Value meals typically sell at a discount compared to the total price of the three items when sold separately, appealing to price-sensitive customers.
At the same time, value meals help McDonald’s raise the “ticket” per customer, as some takeaway customers may skip the fries or the drink, and purchase just the entrée.
The reintroduction, which goes into effect on Sept. 8, follows the extension of $5 meals in November 2024 and the introduction of $1 items.
These menus have helped McDonald’s grow its revenues at a time when a cooling of the labor market and elevated inflation have shaken consumer confidence.
McDonald’s robust same-store sales report for the second quarter is in sharp contrast to the reports from Chipotle, CAVA, and Sweetgreen, which experienced declines in comparable-store sales and have been flat or declining, as competition intensifies.
Unlike McDonald’s, which competes on value, Chipotle, CAVA, and Sweetgreen franchises compete on lifestyle, offering customers healthy meals.
However, lifestyle-focused menus often carry higher prices, putting them out of reach for many low- and middle-income consumers.
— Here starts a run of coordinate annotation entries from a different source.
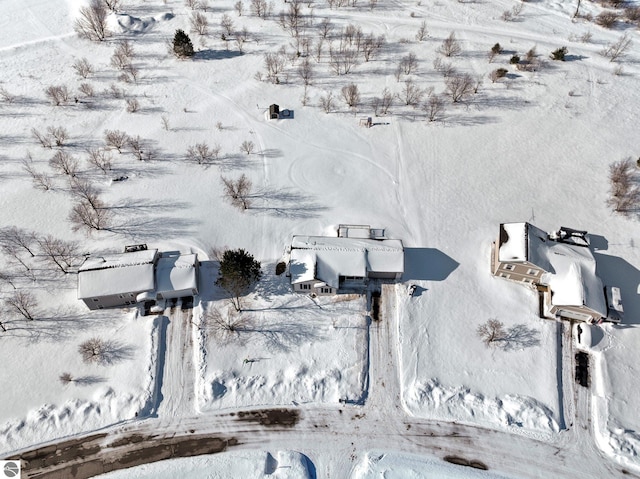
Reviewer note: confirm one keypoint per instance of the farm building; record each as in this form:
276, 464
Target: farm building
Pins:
116, 279
327, 265
560, 266
176, 275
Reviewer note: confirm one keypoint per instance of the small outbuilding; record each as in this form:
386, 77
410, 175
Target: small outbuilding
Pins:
116, 279
559, 265
176, 275
274, 112
327, 265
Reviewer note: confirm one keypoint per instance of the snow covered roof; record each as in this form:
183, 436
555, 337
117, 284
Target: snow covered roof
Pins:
119, 259
570, 267
575, 282
328, 258
116, 274
176, 273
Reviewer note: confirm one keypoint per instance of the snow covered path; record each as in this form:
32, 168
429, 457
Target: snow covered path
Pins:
178, 388
333, 438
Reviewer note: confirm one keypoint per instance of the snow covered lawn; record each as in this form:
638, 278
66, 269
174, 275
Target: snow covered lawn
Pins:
37, 406
286, 348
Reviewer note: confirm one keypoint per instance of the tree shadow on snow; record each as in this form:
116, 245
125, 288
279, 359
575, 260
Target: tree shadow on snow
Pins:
215, 54
519, 337
427, 264
617, 272
286, 203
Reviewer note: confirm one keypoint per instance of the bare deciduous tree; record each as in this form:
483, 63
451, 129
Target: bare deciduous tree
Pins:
411, 93
44, 139
606, 18
19, 238
370, 45
22, 303
83, 68
617, 50
290, 20
327, 102
247, 147
40, 180
57, 94
624, 194
6, 96
100, 158
113, 5
433, 107
409, 63
84, 216
498, 73
260, 8
60, 253
133, 105
59, 134
137, 147
224, 328
93, 350
422, 32
386, 101
305, 70
64, 163
202, 153
237, 192
87, 90
116, 139
275, 64
92, 21
450, 46
446, 68
459, 86
199, 23
85, 191
342, 60
491, 331
351, 95
241, 37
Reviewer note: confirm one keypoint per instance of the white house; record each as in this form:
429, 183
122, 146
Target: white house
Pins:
137, 276
176, 275
326, 265
559, 265
116, 279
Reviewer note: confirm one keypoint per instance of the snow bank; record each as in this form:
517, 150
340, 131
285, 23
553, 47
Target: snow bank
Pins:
460, 404
40, 408
406, 466
614, 370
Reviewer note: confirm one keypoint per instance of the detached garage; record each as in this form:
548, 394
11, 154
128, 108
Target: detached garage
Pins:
176, 275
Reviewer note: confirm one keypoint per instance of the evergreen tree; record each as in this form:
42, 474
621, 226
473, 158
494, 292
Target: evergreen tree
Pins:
238, 272
182, 45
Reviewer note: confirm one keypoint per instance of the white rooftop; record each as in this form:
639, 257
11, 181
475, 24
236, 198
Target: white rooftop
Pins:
571, 269
328, 258
176, 273
114, 260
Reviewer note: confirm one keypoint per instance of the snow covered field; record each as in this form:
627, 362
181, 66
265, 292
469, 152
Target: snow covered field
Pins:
534, 146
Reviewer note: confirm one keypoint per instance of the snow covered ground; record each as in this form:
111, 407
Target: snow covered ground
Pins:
535, 146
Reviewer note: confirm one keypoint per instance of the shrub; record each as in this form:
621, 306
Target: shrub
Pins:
559, 54
606, 19
182, 46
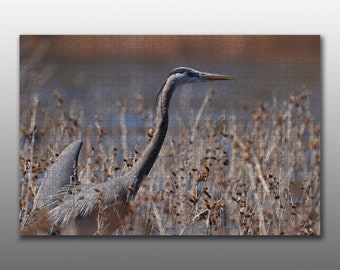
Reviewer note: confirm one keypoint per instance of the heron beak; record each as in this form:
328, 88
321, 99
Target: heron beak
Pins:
212, 76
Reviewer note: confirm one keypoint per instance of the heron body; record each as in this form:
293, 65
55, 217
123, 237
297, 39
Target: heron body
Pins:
78, 208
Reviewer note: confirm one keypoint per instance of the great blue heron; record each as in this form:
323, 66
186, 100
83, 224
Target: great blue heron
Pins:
73, 206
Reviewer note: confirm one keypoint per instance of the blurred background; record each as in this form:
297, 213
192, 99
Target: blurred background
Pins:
93, 73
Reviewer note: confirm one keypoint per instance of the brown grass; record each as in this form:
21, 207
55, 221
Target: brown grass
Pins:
212, 178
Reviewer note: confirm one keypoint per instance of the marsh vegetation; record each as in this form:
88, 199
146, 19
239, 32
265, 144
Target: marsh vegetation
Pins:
215, 175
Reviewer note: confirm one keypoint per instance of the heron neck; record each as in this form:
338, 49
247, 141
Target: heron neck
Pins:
147, 160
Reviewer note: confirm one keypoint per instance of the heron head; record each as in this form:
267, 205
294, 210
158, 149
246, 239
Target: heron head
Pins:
182, 75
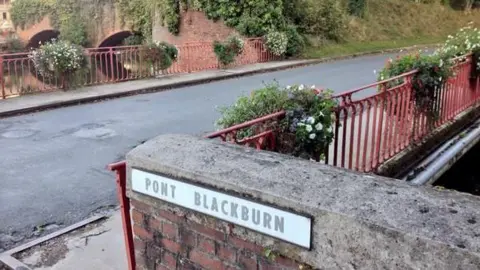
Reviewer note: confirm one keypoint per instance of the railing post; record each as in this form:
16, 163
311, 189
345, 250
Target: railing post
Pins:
121, 177
110, 52
2, 79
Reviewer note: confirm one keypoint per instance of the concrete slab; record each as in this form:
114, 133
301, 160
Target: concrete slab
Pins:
98, 246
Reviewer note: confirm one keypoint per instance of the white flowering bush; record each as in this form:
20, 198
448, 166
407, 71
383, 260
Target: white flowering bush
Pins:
307, 129
277, 42
58, 59
310, 117
465, 41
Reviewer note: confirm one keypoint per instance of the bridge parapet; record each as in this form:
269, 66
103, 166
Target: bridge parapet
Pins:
357, 221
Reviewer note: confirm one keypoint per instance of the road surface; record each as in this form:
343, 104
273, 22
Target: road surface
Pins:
52, 165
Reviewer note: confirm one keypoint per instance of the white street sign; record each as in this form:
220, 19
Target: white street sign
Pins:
271, 221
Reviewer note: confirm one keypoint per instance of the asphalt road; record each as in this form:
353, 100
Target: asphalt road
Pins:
52, 165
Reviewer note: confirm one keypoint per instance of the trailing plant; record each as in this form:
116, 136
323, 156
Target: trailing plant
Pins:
64, 16
427, 83
296, 42
133, 40
159, 55
27, 12
14, 45
465, 41
306, 131
228, 50
58, 59
140, 14
277, 42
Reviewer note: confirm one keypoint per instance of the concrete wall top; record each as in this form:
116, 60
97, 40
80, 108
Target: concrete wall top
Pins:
359, 221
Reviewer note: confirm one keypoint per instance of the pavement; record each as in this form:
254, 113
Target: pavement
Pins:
55, 171
97, 246
32, 103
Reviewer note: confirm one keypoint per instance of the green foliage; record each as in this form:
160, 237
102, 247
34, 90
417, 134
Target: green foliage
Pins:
324, 19
465, 41
306, 130
171, 15
310, 117
228, 50
138, 14
358, 7
432, 73
276, 42
72, 29
296, 42
58, 59
133, 40
159, 55
250, 18
14, 45
64, 16
27, 12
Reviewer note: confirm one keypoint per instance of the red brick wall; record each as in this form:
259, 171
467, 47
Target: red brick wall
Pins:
194, 26
173, 238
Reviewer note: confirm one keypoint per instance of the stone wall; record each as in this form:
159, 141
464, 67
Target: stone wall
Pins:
358, 221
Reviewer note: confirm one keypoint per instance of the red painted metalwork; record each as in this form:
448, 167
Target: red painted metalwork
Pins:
372, 126
122, 63
264, 140
121, 176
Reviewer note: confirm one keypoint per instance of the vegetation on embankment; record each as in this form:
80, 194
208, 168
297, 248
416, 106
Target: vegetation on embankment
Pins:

While in good times, lifestyle menus may win over value menus, they lose their appeal during challenging times, as the divergence between McDonald’s sales reports demonstrates vis-à-vis those of lifestyle franchise chains.
This noticeable shift from lifestyle to value spending is also evident in other sectors of the economy, such as retail, where discount retailers like Walmart, Dollar General, and Five Below have reported strong sales for the second quarter.
“Retailers, specifically discount retailers, including Walmart, Dollar General, Five Below, and others, almost universally reported increases in customer traffic to their stores in the most recent period,” John Zolidis, president of financial consulting firm Quo Vadis, and a long-time follower of the consumer sector, said in a note to his subscribers.
“Importantly, traffic in many cases accelerated relative to the first quarter. In contrast, we saw weakness in the fast-casual restaurant space. Fast-casual restaurants include industry standouts like Chipotle and hot growth stock, Cava Group. These businesses were killing it a year ago. Investors were surprised and disappointed by the space this time around.”
Zolidis observed that consumers have not stopped spending, but they do appear to be spending differently.
“Companies that promise to save consumers money are winning. Meanwhile, restaurants, coffee retailers, and others that raised prices by 30 percent-40 percent (or more) since the COVID-19 pandemic are finding business difficult. Taken together, the result is still that overall consumption is growing, supporting a robust economy and a higher stock market,” he said.